Keep it simple when you start — pick your subjects, set a timer, and cycle through them. As you get comfortable with the method you can begin to programme your subjects around your own rhythms: more cognitively demanding work when you’re most alert, technique closer to when your hands are warm. Opportunistic micro-sessions — a six-minute block while you’re waiting for something — count and add up. The only real caveat the research raises is the feeling of leaving a problem unresolved when the timer goes. Studies show that stepping away and returning actually produces better long-term progress, even when it feels uncomfortable in the moment. If interleaving genuinely doesn’t suit you after a proper trial, adherence to a plan you can stick to is always more important than the theoretically optimal method.

Taking it further: The studies listed below the original lesson text are worth a look if you want to understand the science more deeply, particularly the work by Rohrer and colleagues on interleaved mathematics learning and the Carter & Grahn study on music specifically. The book Understanding How We Learn is an excellent accessible overview of the research.

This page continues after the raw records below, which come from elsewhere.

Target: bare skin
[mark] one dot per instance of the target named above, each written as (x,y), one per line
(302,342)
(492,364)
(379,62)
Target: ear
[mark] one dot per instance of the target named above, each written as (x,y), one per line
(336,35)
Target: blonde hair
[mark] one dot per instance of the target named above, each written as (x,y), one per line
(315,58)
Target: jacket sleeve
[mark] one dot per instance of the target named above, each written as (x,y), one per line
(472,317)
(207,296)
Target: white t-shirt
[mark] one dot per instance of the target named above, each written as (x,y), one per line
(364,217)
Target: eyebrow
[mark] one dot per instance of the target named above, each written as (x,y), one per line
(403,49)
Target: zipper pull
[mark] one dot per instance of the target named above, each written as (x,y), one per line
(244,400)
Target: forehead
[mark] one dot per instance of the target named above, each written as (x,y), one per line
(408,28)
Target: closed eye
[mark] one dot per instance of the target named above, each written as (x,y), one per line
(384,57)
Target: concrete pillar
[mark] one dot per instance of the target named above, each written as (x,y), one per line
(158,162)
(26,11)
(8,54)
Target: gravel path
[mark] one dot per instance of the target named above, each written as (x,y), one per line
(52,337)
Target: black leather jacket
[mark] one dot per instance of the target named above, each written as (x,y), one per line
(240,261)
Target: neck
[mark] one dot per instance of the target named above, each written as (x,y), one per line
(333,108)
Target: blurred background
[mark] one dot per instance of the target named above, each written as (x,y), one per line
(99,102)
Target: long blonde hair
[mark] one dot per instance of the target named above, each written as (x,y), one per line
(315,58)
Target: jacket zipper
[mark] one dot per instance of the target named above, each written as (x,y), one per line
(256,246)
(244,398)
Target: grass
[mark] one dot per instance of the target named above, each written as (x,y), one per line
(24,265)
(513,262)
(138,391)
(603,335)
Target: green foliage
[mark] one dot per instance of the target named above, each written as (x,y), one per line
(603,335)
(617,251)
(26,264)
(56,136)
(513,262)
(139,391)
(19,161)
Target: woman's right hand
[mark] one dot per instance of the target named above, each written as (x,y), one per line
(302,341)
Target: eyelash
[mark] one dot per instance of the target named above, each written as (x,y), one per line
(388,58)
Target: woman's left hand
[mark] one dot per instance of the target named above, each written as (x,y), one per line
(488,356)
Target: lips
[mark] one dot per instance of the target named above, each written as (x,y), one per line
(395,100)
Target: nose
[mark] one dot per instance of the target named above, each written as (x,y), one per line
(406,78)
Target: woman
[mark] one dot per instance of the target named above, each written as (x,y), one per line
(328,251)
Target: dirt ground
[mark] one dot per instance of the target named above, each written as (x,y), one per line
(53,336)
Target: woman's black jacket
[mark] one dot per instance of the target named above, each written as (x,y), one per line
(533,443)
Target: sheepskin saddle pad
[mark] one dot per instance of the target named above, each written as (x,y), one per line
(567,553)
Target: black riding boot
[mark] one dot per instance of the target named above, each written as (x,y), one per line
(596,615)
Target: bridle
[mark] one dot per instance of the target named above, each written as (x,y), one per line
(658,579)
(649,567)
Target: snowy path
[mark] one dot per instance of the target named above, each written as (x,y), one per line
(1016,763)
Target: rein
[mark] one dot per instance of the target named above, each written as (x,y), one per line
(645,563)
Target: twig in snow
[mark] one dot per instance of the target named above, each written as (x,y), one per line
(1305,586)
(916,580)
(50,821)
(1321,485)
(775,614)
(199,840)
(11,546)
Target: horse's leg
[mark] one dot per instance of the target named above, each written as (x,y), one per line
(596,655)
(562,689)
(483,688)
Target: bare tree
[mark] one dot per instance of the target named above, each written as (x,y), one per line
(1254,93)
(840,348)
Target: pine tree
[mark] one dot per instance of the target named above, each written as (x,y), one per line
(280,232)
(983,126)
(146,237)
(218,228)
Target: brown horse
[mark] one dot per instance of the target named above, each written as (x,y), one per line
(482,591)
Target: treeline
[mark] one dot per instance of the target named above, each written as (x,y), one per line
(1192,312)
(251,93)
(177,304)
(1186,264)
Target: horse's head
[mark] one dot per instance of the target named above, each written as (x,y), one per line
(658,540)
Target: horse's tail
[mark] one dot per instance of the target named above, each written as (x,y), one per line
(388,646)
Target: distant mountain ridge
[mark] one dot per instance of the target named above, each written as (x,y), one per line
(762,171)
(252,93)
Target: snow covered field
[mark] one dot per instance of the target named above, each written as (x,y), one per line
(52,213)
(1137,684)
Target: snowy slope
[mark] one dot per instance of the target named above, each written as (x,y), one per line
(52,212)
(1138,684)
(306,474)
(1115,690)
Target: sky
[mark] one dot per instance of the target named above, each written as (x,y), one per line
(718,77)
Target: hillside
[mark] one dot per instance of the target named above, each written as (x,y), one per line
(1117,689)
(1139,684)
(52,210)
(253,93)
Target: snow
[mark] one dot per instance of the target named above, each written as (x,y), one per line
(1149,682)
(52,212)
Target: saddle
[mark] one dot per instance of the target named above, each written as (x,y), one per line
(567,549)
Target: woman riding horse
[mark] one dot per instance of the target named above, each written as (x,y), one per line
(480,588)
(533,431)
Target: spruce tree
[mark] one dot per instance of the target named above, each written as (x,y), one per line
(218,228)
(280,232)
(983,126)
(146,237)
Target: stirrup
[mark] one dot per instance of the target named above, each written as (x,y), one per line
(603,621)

Further Reading and References

https://www.scientificamerican.com/article/the-interleaving-effect-mixing-it-up-boosts-learning/
https://pubmed.ncbi.nlm.nih.gov/24960171/
https://www.ncbi.nlm.nih.gov/pmc/articles/PMC4989027/
https://www.learningscientists.org/interleaving
https://www.learningscientists.org/learning-scientists-podcast/2017/12/6/episode-8-interleaving
https://www.amazon.co.uk/Understanding-How-We-Learn-Visual/dp/113856172X/ref=sr_1_1?crid=TX994MYR4ZVX&dchild=1&keywords=understanding+how+we+learn&qid=1594751297&sprefix=understanding+how+we+%2Caps%2C211&sr=8-1

Further Studies from the book —

(1) Taylor, K., & Rohrer, D. (2010). The effects of interleaved practice. Applied Cognitive Psychology, 24, 837–848.

(2) Shea, J. B., & Morgan, R. L. (1979). Contextual interference effects on the acquisition, retention, and transfer of a motor skill. Journal of Experimental Psychology: Human Learning and Memory, 5, 179–187.

(3) Rohrer, D., Dedrick, R. F., & Stershic, S. (2015). Interleaved practice improves mathematics learning. Journal of Educational Psychology, 107, 900–908.

(4) Carter, C. E., & Grahn, J. A. (2016). Optimizing music learning: Exploring how blocked and interleaved practice schedules affect advanced performance. Frontiers in Psychology, 7.

(5) Rohrer, D. (2012). Interleaving helps students distinguish among similar concepts. Educational Psychology Review, 24, 355–367.

Your homework: This week, redesign one practice session using the interleaving method. Choose four to six subjects you already need to work on, set a timer for ten or fifteen minutes per subject, and cycle through all of them at least twice. Note how your focus and energy compare to a standard block session. Bring your observations — positive or negative — back to the group.